McALLEN, Texas – A small plane with four people aboard crashed in rural south Texas on Monday after the pilot reported encountering turbulence that was making it difficult for him to maintain the plane’s altitude, authorities said.
The wreckage was found on a private ranch less than four miles northwest of Benavides in Duval County in an area with mesquite trees and mud, said Federal Aviation Administration spokesman Lynn Lunsford.
“Law enforcement officials reported that the crash was unsurvivable,” Lunsford said.
Texas Department of Public Safety spokesman Manuel Garza said he had no other details because the plane was still smoldering.
The twin-turboprop Beechcraft King Air vanished from FAA radar about 11:42 a.m. on Monday after the pilot reported that turbulence was making it difficult to maintain an altitude of 25,000 feet, Lunsford said. The plane was flying from Uvalde to Leesburg, Fla., when controllers at FAA’s Houston Center noticed it was losing altitude, he said.
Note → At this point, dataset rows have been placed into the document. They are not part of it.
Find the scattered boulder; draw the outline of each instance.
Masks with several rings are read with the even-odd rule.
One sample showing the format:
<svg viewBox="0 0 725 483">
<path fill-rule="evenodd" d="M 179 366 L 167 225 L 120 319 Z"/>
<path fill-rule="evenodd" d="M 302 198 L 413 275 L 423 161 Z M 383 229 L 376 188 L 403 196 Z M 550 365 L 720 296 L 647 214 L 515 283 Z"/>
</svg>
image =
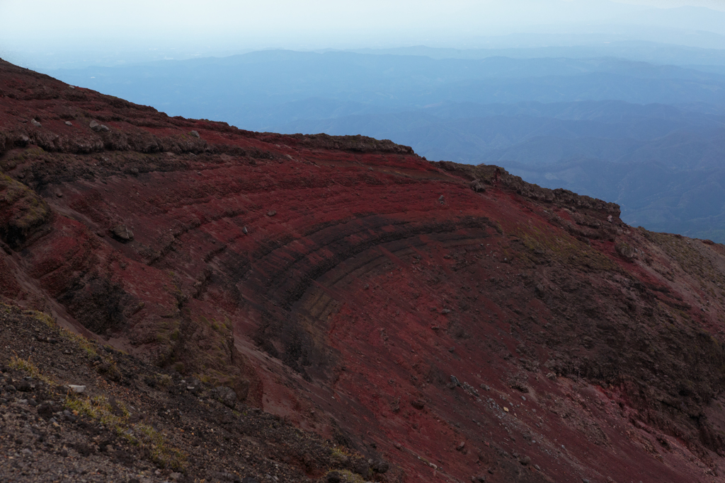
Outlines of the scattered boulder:
<svg viewBox="0 0 725 483">
<path fill-rule="evenodd" d="M 484 193 L 486 191 L 486 186 L 481 182 L 481 180 L 476 178 L 471 182 L 471 189 L 476 193 Z"/>
<path fill-rule="evenodd" d="M 219 402 L 227 407 L 233 408 L 234 405 L 236 404 L 236 392 L 231 387 L 227 387 L 226 386 L 215 387 L 214 395 L 219 400 Z"/>
<path fill-rule="evenodd" d="M 133 240 L 133 232 L 128 229 L 128 227 L 123 224 L 119 224 L 111 229 L 111 233 L 116 238 L 121 241 L 130 241 Z"/>
<path fill-rule="evenodd" d="M 342 481 L 342 475 L 339 471 L 330 471 L 320 481 L 326 483 L 340 483 Z"/>
<path fill-rule="evenodd" d="M 626 242 L 618 241 L 614 244 L 614 249 L 621 257 L 627 261 L 631 261 L 634 259 L 636 253 L 634 251 L 634 247 L 631 246 L 629 243 L 626 243 Z"/>
<path fill-rule="evenodd" d="M 96 133 L 100 133 L 101 131 L 107 132 L 111 130 L 109 129 L 108 126 L 99 124 L 97 121 L 91 121 L 91 124 L 88 125 L 88 127 Z"/>
<path fill-rule="evenodd" d="M 352 470 L 365 479 L 370 477 L 370 463 L 365 458 L 357 460 Z"/>
<path fill-rule="evenodd" d="M 15 389 L 21 392 L 28 392 L 32 389 L 32 387 L 30 387 L 30 382 L 22 379 L 15 383 Z"/>
<path fill-rule="evenodd" d="M 385 460 L 377 460 L 373 463 L 373 471 L 376 473 L 387 473 L 390 469 L 390 463 Z"/>
</svg>

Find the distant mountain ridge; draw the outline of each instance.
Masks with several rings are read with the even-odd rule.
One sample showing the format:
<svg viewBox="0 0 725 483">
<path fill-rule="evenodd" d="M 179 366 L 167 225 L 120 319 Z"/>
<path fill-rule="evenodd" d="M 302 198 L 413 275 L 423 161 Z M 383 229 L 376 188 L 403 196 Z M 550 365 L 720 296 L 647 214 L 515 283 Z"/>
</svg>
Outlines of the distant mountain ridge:
<svg viewBox="0 0 725 483">
<path fill-rule="evenodd" d="M 602 45 L 533 52 L 621 52 L 629 44 Z M 362 134 L 429 159 L 497 164 L 543 186 L 616 201 L 627 222 L 725 242 L 725 198 L 703 177 L 725 156 L 725 51 L 636 46 L 710 68 L 413 47 L 263 51 L 54 75 L 172 115 L 260 131 Z M 600 177 L 609 185 L 591 181 L 599 164 L 617 167 L 617 175 Z M 698 193 L 707 210 L 695 208 Z"/>
</svg>

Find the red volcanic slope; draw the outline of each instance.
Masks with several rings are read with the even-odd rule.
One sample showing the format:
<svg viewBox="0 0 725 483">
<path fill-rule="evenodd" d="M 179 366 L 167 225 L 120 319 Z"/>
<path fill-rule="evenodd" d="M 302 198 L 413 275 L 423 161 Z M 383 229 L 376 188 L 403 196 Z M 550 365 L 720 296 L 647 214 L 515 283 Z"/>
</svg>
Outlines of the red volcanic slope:
<svg viewBox="0 0 725 483">
<path fill-rule="evenodd" d="M 6 62 L 0 155 L 4 300 L 382 455 L 376 480 L 722 481 L 721 245 Z"/>
</svg>

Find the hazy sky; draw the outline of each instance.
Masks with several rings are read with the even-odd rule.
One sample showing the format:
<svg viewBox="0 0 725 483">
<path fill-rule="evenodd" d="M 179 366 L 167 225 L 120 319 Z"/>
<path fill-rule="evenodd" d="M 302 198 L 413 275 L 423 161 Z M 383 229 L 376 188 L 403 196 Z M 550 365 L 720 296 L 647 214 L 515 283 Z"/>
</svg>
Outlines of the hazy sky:
<svg viewBox="0 0 725 483">
<path fill-rule="evenodd" d="M 183 51 L 178 58 L 268 47 L 464 48 L 474 37 L 586 32 L 590 24 L 636 23 L 640 14 L 645 24 L 725 33 L 725 20 L 701 13 L 651 14 L 683 6 L 725 12 L 725 0 L 0 0 L 0 56 L 32 58 L 24 63 L 33 67 L 80 52 L 126 62 L 134 49 Z"/>
</svg>

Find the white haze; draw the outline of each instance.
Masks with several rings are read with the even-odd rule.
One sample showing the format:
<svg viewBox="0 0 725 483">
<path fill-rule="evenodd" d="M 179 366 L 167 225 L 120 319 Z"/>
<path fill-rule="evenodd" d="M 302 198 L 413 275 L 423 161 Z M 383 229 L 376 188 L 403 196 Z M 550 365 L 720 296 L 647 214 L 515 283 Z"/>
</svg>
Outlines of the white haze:
<svg viewBox="0 0 725 483">
<path fill-rule="evenodd" d="M 0 56 L 43 70 L 268 48 L 518 46 L 519 33 L 723 49 L 723 11 L 722 0 L 0 0 Z"/>
</svg>

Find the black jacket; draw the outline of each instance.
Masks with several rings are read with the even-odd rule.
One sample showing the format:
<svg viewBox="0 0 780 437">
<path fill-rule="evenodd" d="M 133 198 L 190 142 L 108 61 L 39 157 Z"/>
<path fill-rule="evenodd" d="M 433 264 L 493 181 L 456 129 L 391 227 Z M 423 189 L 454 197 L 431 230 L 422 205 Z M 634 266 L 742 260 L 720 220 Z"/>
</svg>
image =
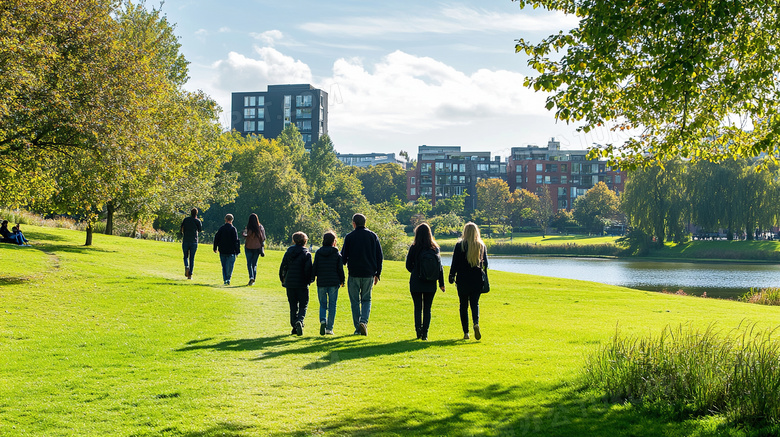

A line of thunderstorms moved across south Texas on Monday ahead of a cold front, dropping heavy rain in areas.
The aircraft was found inverted with no forward movement. There was icing in the area from 9000ft. One theory is the tail iced up leading to a tail stall.
I thought they did something on the King Air. There’s paint and interior shop there as well. Didn’t a King Air 90 from Oregon crash down there this past year coming out of a paint shop?